'I try to incorporate Asian sounds'

'I try to incorporate Asian sounds'

When we think of reggae, people like Bob Marley, Peter Tosh, Johnny Nash and Shaggy feature in our minds. But the rhythmic beats from Jamaica have slowly penetrated Asia, and in the process, they have acquired a taste of their own. Artistes like Sasi the Don have given a new identity to the music form by adding influences from his surrounding.

Sasi, as he is popularly known as, is a Malaysian reggae sensation, who took to the genre in college when everyone else his age was listening to boy bands. “I heard reggae for the first time when I was in college. This was back in the 90s, during my college days. It sounded different and interesting. But most people then were listening to either Vanilla Ice or boy bands. I preferred artistes like Shaggy,” he says. He adds that reggae complemented his growing interest in music. “I started out as a DJ...I didn’t plan to be a singer.”

While most people mimic reggae artistes of the West and do a poor job of it, Sasi has carved a niche for himself.
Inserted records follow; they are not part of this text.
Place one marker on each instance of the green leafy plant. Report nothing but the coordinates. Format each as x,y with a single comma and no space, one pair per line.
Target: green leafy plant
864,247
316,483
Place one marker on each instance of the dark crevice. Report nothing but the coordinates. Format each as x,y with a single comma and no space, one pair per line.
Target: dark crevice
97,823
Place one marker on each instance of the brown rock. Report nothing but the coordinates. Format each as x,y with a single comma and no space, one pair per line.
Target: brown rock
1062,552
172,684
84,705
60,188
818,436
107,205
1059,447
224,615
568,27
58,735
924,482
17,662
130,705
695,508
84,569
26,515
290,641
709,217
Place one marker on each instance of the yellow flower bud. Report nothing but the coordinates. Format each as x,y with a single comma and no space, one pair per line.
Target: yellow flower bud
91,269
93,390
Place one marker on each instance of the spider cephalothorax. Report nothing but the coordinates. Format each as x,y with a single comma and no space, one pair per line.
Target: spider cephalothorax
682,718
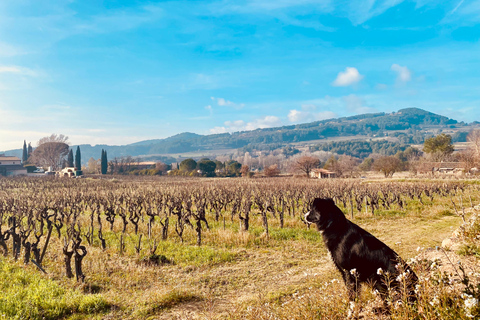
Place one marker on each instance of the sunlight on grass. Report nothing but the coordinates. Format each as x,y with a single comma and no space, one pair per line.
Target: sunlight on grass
27,295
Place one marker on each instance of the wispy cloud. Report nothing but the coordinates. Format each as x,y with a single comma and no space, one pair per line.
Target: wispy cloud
240,125
226,103
17,70
348,77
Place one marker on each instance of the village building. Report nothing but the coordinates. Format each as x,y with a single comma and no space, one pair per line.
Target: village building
11,166
322,174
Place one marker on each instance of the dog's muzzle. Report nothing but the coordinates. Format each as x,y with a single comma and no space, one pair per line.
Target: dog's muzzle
306,216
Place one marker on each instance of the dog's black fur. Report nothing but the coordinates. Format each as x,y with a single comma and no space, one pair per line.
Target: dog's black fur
352,247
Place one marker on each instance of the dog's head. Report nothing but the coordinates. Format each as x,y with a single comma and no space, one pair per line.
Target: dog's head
322,212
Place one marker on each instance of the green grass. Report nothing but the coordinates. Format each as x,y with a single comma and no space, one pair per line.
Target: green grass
26,294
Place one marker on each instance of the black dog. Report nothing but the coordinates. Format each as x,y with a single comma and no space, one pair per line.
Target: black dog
358,255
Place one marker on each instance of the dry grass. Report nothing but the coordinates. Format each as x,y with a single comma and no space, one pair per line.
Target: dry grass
248,275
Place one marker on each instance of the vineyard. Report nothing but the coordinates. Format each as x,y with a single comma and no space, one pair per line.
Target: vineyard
199,248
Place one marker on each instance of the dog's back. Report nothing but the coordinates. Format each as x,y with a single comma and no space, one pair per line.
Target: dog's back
357,254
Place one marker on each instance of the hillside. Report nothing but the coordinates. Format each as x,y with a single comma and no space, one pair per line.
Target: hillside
407,126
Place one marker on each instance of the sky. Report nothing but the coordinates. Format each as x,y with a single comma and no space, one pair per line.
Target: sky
118,72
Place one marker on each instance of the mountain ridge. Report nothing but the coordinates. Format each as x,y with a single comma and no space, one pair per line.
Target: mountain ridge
408,125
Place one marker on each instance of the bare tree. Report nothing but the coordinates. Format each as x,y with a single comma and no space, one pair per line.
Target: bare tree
347,166
474,139
271,171
51,151
387,165
305,164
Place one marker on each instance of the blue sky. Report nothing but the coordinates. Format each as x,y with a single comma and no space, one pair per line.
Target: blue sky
117,72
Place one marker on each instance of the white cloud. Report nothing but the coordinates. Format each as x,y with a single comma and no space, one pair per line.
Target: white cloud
381,86
226,103
240,125
356,104
403,74
298,116
210,109
17,70
348,77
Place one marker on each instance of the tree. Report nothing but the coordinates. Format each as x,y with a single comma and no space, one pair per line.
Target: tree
474,139
104,162
387,165
305,164
30,150
233,167
271,171
188,165
78,159
207,167
25,152
439,147
347,166
51,151
70,162
245,170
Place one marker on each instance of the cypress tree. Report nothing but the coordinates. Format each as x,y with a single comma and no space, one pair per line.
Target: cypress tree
104,162
25,152
70,158
30,150
78,159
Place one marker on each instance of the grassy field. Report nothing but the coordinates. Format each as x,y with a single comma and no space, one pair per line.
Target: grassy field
235,274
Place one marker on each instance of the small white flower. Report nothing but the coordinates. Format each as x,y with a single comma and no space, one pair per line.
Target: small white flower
434,301
401,276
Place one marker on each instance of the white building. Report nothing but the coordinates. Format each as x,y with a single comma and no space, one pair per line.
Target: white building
11,166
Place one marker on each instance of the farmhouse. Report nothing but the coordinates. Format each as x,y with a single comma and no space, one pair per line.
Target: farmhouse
11,166
322,174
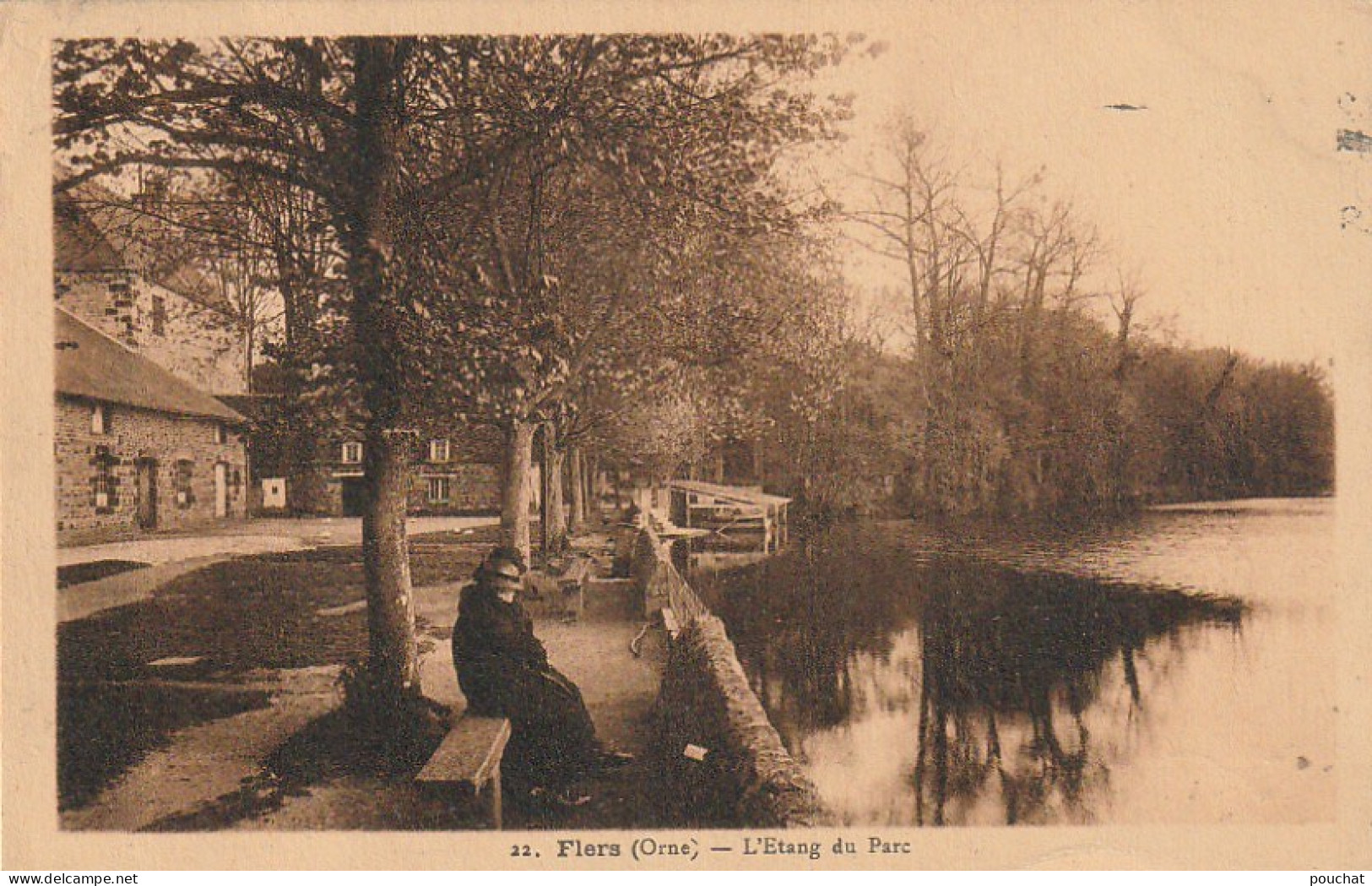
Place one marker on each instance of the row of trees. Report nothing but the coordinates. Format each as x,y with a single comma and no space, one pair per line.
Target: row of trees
1029,384
523,232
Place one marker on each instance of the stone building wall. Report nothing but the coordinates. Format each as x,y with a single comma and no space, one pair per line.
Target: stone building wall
193,342
472,488
132,435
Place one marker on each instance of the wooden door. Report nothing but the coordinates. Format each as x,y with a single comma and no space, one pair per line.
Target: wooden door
146,483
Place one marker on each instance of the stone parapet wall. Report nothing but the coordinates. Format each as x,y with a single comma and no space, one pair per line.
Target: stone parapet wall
746,778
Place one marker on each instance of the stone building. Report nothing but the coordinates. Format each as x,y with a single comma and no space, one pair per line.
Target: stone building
136,448
118,270
454,470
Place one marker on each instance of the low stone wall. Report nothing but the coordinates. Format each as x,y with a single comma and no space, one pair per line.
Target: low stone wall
746,776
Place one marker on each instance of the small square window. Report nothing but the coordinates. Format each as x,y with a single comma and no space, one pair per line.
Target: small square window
160,316
439,490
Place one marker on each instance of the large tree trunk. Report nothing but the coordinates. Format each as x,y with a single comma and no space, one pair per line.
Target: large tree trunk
578,486
390,612
393,666
515,477
555,517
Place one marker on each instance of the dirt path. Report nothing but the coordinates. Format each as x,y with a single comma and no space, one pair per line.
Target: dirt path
214,773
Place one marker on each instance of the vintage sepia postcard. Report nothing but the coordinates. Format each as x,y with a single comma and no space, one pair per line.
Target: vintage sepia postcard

With roots that bring him back to South India, he explores the cultural diversity of the various countries that he has access to.

“I try to incorporate Asian sounds into my reggae music.” He sings in English, Tamil, Malay and Hindi.

He will be paying a tribute to India through his international debut album, titled ‘Hello India’. “These days, people are getting more exposed to different genres of music like hip-hop and reggae. And we hear it outside of movies as well; there are many good singers in India. I want to take my music to the youth of India, I want everyone to hear it. Through this album, which has 14 songs (12 lyrical ones and two instrumentals), I want the brand name of ‘Sasi the Don’ to become more popular.” The album will have three Tamil songs and 11 English ones.

Talking about some of the songs, he says, “The title track, ‘Hello India’, is about what it means to be an Indian. Just because my grandfather was born in India, it doesn’t make me an Indian. It’s about my longing for the country, the journey here and how I explored it. In the last three years, I have visited India over 25 times so that I can get to know the people and the place. This is not just a business deal for me.”

When asked who are the artistes who inspire him, he quips, “AR Rahman. Most people don’t realise but ‘Mustafa Mustafa’, which is so popular, is a reggae mix. And Apache Indian – I’ve already gotten a chance to work with him.”